If you’re afraid of heights, “Free Solo” is not the film for you. It’s a nerve-racking, vertigo-inducing portrait of a man who scales cliffs with none of the usual safety gear — no ropes, no harness, just a bag of chalk and his bare hands — and it’s made all the more intimidating by the use of relatively new camera technology — including drones, remote-operated rigs, and super-long zoom lenses — that effectively strap audiences right in there with Alex Honnold as he claws his way up a 3,000-foot wall with nothing to protect his fall.

Now, for those who love the thrill of high-adrenaline adventure docs, National Geographic’s “Free Solo” will be a hard experience to top.
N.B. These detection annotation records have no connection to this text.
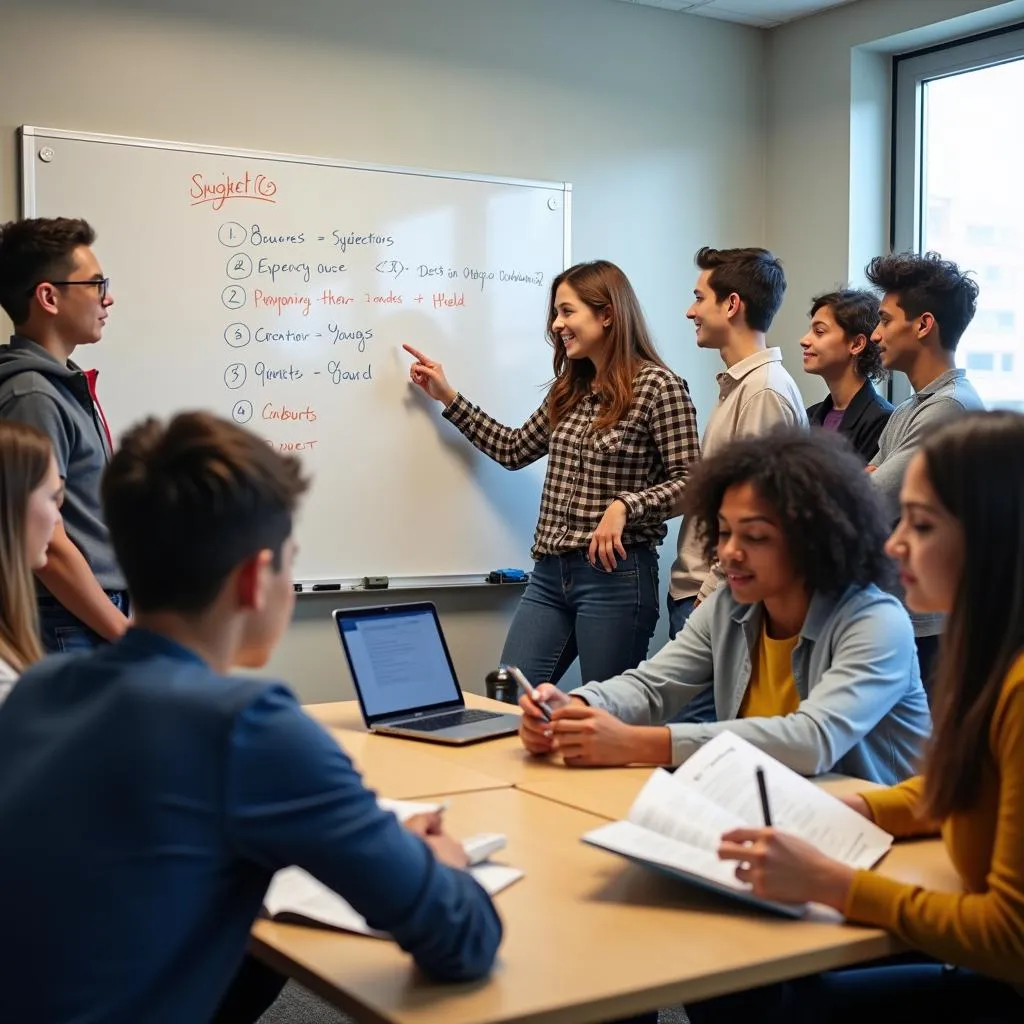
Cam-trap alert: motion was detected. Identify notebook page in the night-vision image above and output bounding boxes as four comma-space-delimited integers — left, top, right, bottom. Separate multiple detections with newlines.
263, 863, 523, 938
675, 732, 892, 868
583, 821, 750, 892
627, 768, 744, 853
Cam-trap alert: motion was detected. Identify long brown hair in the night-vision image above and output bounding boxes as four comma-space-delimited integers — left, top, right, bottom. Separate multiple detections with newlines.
922, 412, 1024, 820
548, 259, 665, 430
0, 420, 51, 672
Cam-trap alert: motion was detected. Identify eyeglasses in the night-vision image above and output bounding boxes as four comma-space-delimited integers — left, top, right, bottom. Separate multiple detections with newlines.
25, 278, 111, 302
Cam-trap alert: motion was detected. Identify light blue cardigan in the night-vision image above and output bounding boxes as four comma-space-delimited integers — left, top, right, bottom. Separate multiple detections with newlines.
572, 586, 932, 784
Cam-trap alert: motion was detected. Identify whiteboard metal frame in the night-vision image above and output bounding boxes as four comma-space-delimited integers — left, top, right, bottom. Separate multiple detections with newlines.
18, 125, 572, 218
18, 125, 572, 597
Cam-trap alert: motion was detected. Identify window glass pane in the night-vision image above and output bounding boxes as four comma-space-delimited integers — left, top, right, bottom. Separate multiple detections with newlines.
921, 59, 1024, 412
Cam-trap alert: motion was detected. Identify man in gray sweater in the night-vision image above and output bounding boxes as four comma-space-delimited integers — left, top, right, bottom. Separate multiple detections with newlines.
865, 253, 984, 689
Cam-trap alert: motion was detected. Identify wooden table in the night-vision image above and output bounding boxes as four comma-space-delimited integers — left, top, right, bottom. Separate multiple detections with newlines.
331, 729, 509, 800
264, 694, 959, 1024
253, 790, 958, 1024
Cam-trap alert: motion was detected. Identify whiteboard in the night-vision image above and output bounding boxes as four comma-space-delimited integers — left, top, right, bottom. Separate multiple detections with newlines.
22, 126, 571, 589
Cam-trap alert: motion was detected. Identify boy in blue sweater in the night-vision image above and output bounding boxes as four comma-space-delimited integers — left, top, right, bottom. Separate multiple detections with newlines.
0, 413, 502, 1024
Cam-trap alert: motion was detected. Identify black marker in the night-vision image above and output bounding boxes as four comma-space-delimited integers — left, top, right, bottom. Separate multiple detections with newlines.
754, 768, 771, 828
503, 665, 551, 722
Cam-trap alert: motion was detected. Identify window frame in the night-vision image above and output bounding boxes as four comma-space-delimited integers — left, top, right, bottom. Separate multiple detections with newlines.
890, 24, 1024, 404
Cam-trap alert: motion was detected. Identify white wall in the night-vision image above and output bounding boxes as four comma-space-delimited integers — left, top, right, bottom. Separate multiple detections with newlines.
0, 0, 770, 700
766, 0, 1024, 402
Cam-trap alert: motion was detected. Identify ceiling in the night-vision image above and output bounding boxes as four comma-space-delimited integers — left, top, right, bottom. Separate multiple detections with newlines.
618, 0, 854, 29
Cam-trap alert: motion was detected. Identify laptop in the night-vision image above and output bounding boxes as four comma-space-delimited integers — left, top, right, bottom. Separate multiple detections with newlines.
334, 601, 519, 743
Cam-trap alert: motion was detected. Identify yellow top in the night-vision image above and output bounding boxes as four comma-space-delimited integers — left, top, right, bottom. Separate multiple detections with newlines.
846, 654, 1024, 985
738, 622, 800, 718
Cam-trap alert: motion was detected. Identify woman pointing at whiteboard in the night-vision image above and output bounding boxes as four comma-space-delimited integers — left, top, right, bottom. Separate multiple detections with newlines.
404, 260, 699, 683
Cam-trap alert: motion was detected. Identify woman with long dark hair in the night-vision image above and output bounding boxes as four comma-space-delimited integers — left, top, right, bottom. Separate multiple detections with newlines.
404, 260, 699, 683
690, 412, 1024, 1024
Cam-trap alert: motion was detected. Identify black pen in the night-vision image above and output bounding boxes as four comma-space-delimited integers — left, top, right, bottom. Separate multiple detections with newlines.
755, 768, 771, 828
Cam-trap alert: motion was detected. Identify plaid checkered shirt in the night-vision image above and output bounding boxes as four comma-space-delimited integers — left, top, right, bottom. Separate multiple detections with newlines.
442, 362, 700, 559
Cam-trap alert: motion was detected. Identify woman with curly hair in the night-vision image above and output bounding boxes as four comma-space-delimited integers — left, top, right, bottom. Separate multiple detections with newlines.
800, 288, 893, 463
687, 412, 1024, 1024
520, 428, 931, 783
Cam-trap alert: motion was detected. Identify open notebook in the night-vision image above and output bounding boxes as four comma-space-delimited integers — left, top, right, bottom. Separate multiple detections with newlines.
583, 732, 893, 918
263, 799, 522, 939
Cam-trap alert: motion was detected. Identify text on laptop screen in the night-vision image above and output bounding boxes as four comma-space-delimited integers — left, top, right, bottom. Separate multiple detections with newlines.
338, 609, 459, 718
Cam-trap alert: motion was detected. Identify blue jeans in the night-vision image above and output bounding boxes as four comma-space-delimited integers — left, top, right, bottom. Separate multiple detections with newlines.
39, 590, 129, 654
669, 594, 718, 722
502, 545, 657, 683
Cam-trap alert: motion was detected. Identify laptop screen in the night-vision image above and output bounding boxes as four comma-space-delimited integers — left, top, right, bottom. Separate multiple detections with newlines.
337, 606, 459, 718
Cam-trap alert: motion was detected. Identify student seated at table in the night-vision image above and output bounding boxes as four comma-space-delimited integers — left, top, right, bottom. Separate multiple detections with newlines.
0, 420, 63, 702
0, 413, 502, 1024
520, 428, 931, 783
688, 413, 1024, 1024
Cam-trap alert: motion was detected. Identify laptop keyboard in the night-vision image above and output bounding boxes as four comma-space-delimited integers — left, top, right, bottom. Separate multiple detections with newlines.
404, 709, 500, 732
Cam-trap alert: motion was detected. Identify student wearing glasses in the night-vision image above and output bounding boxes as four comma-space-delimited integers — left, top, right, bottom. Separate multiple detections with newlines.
0, 217, 128, 651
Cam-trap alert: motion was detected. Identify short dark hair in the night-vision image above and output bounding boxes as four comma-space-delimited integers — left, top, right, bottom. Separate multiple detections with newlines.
0, 217, 96, 327
685, 427, 893, 594
694, 246, 785, 331
808, 288, 888, 381
101, 413, 308, 613
864, 253, 978, 352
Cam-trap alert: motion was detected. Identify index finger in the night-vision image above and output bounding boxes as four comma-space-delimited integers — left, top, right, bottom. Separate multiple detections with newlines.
551, 700, 597, 722
722, 828, 768, 843
401, 342, 430, 366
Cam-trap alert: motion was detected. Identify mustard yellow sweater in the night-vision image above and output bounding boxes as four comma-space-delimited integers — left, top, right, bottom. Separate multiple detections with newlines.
846, 655, 1024, 986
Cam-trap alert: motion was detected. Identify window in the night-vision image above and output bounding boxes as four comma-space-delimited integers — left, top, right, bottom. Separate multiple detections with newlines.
893, 27, 1024, 408
971, 307, 1017, 334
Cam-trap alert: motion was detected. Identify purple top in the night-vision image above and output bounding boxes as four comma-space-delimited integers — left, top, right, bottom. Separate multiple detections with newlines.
821, 409, 846, 430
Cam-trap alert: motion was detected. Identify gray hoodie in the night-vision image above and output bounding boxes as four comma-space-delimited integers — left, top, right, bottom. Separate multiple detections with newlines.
0, 335, 125, 591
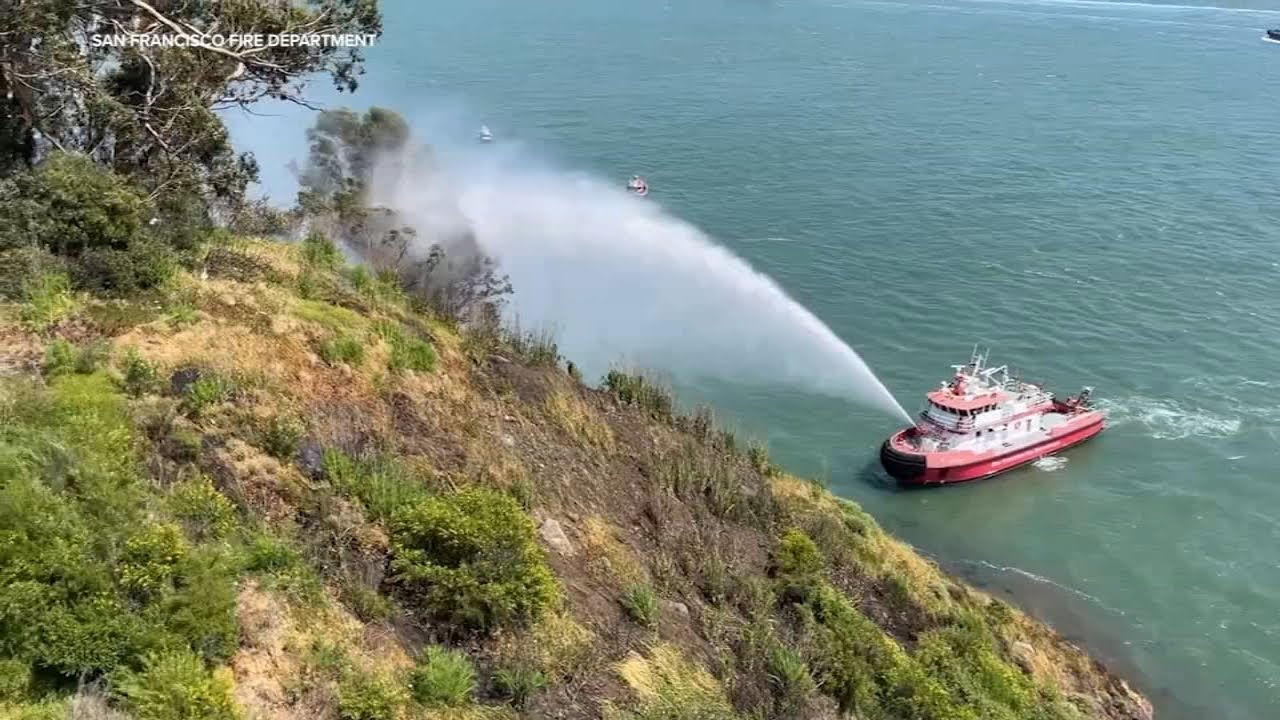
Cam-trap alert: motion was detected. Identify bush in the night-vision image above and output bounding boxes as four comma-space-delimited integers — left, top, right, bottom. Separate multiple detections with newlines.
338, 578, 396, 623
44, 338, 76, 377
0, 657, 31, 707
493, 662, 547, 707
302, 231, 342, 270
115, 651, 241, 720
320, 334, 365, 366
118, 517, 187, 598
746, 445, 776, 478
124, 347, 159, 397
338, 673, 404, 720
774, 528, 827, 600
620, 585, 662, 628
604, 370, 675, 423
72, 238, 178, 295
390, 337, 438, 373
259, 415, 307, 460
19, 273, 76, 332
410, 646, 476, 707
324, 448, 428, 521
392, 488, 557, 630
44, 338, 106, 377
0, 152, 150, 256
183, 373, 236, 416
769, 646, 817, 717
170, 477, 236, 542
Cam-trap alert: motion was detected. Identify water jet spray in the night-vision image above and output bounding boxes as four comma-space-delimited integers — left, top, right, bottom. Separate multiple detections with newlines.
372, 128, 913, 424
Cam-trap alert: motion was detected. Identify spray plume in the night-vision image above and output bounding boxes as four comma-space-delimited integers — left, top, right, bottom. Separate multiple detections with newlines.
370, 128, 911, 423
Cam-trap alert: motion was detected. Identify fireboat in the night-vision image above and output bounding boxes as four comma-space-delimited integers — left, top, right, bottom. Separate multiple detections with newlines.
881, 348, 1106, 486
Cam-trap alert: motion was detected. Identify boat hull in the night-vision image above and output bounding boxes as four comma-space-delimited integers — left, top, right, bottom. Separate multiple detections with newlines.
881, 418, 1106, 486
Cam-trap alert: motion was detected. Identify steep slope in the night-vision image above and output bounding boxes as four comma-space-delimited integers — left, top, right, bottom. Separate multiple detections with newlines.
0, 240, 1152, 720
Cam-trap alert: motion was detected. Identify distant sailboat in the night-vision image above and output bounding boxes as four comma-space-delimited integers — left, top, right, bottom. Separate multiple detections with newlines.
627, 176, 649, 197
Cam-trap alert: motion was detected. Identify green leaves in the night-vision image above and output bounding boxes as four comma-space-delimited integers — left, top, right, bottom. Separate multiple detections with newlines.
392, 488, 557, 632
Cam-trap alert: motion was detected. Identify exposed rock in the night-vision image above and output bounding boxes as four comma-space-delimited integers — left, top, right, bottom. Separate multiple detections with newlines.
298, 438, 324, 480
169, 368, 200, 395
1009, 641, 1036, 674
1120, 679, 1156, 720
539, 518, 577, 557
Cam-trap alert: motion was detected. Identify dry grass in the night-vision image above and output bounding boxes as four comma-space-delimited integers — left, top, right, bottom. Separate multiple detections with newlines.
582, 515, 650, 587
604, 643, 733, 719
547, 389, 614, 452
495, 610, 596, 683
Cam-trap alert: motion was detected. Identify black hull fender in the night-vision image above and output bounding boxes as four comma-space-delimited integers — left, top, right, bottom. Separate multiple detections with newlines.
881, 439, 925, 483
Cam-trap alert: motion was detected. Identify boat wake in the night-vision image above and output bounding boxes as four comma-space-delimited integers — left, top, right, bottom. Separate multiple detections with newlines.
1098, 396, 1240, 439
1032, 455, 1066, 473
956, 560, 1125, 615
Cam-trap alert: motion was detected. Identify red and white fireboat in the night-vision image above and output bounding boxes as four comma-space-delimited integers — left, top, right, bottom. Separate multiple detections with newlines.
881, 350, 1106, 486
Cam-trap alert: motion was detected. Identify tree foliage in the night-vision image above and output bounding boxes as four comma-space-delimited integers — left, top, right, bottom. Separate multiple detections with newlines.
298, 106, 512, 319
0, 0, 381, 207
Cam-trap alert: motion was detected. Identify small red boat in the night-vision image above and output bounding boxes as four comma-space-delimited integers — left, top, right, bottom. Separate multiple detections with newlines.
881, 350, 1106, 486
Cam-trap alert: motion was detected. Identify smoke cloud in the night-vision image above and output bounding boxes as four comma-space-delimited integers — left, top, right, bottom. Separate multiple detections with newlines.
358, 117, 910, 421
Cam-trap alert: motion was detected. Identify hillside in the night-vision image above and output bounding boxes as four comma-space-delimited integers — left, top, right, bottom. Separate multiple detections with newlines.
0, 238, 1152, 720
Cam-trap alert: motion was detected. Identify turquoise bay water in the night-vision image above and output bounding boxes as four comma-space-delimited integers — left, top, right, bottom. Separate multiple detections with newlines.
225, 0, 1280, 720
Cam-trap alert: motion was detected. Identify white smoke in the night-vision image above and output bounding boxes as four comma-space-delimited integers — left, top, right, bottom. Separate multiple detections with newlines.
360, 117, 910, 423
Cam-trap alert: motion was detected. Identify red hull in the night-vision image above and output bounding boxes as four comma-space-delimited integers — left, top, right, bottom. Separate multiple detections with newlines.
881, 415, 1106, 486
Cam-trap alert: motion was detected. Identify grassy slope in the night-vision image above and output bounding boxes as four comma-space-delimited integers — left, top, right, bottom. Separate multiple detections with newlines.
0, 241, 1151, 720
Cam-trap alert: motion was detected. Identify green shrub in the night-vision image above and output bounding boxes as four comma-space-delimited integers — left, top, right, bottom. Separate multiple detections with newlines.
0, 657, 31, 707
746, 445, 776, 478
338, 578, 396, 623
343, 265, 374, 296
183, 373, 236, 416
19, 273, 77, 332
620, 584, 662, 628
374, 320, 439, 373
390, 488, 558, 630
0, 152, 150, 256
320, 334, 365, 366
165, 302, 200, 328
259, 415, 307, 460
44, 338, 106, 377
115, 651, 241, 720
493, 662, 547, 707
124, 347, 159, 397
389, 337, 438, 373
244, 534, 302, 573
161, 547, 239, 662
324, 448, 428, 521
338, 673, 406, 720
44, 337, 76, 377
503, 328, 561, 368
72, 237, 178, 295
410, 646, 476, 707
774, 528, 827, 598
116, 517, 187, 598
769, 644, 817, 717
0, 696, 72, 720
604, 370, 675, 423
302, 231, 342, 270
170, 477, 236, 542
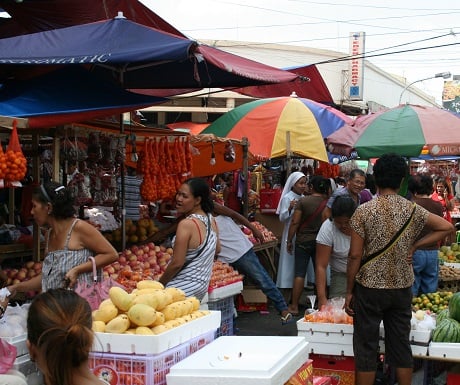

And yet, as a follow-up to “Meru” — a mountain-climbing doc that was, quite literally, awesome to behold — co-directors Elizabeth Chai Vasarhelyi and Jimmy Chin outdo themselves with this daredevil project, which demanded a crew that was willing to dangle right alongside their subject on several of his most daunting free-solo challenges (the camera team takes precautions, at least).

Honnold’s latest obsession is by far the most insane: He wants to be the first to scale Yosemite National Park’s nearly kilometer-high El Capitan unprotected (an often-lethal rock formation, El Cap claimed two more lives just this past June). In sheer entertainment terms, that would put this front-row-seat documentary somewhere in the company of such on-camera stunts as Harry Houdini wriggling out of a straitjacket in midair, or that crazy death match between man and great white shark that stunt producer Bill Sargent pitched back in the day. There’s a very real chance that Chin, who considers Honnold a friend, would be the one to record his death.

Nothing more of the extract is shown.